It was a little odd, watching Richard II with Measure for Measure still so much in my mind. (I think I'm on to what I saw, now, and not the play in general). Essentially the same company of actors wearing many of the same costumes, even (although different people were wearing different costumes -- I know, I know: I get great drama and I sit here drooling over the needle-lace), and very distinctive costumes (as well as sets, music, etc.) at that, was really very nice, in many ways. It all felt so familiar. But then, it made Rylance and Brennan's (and others', actually, but those were the main two) characters seem oddly parallel -- the inept, frivolous ruler vs. the efficient, serious ruler; bright and ornate costume vs. black and severe.
I shall probably have more thoughts about this later.
EDIT
Indeed, I have been. The parallels I was seeing are for the most part specious. It's the result of the same actors playing in the same kind (most broadly speaking) of play. In fact, it's happened to me before. Good actors do make you believe they are who they portray, and someone with a very distinctive mannerisms (e.g. Mark Rylance) is going to really get that effect.
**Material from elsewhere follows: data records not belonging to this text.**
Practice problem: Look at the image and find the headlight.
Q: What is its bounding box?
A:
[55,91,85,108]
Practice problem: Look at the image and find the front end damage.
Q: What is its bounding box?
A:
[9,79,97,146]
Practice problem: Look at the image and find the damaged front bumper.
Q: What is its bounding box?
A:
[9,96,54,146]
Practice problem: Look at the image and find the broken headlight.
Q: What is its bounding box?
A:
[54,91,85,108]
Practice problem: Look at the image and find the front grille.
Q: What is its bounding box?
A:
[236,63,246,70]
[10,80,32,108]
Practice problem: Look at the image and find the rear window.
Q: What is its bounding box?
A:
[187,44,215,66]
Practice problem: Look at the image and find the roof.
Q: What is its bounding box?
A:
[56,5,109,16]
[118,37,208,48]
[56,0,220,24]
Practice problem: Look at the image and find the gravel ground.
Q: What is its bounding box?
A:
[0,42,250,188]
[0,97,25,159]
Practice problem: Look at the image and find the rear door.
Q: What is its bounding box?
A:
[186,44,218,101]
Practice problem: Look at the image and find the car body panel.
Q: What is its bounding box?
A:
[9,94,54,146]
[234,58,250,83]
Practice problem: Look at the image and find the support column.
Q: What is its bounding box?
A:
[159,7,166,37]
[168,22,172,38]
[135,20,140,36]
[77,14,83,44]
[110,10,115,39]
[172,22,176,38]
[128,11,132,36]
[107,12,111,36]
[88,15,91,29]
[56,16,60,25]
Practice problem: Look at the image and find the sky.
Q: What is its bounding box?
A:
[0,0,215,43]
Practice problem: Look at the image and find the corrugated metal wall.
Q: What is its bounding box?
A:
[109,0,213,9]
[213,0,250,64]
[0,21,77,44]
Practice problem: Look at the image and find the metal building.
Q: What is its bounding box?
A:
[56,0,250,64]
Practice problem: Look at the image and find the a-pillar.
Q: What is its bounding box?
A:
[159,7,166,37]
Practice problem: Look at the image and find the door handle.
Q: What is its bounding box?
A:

It might be compounded in Shakespeare because the language is just that much removed from my normal one, and that, combined with the non-contemporary setting and the fact that it's all part of the Shakespeare Canon makes any play seem like part of some greater, meaningful whole, where there would be grand hidden patterns. I mean, I think you could do this legitimately with some plays: a lot of the comedies could have giant parallel lines drawn through them all in certain characters. You know what? It's 1:15 a.m., and I'm really not able to even explain what I'm thinking coherently. Time to stop
Total comments: 289
Generated using ljstats.
So maybe this will make some of you feel a little guilty and start commenting? Or maybe this means that I have exceptionally boring entries. Alas, I doubt that this one helped.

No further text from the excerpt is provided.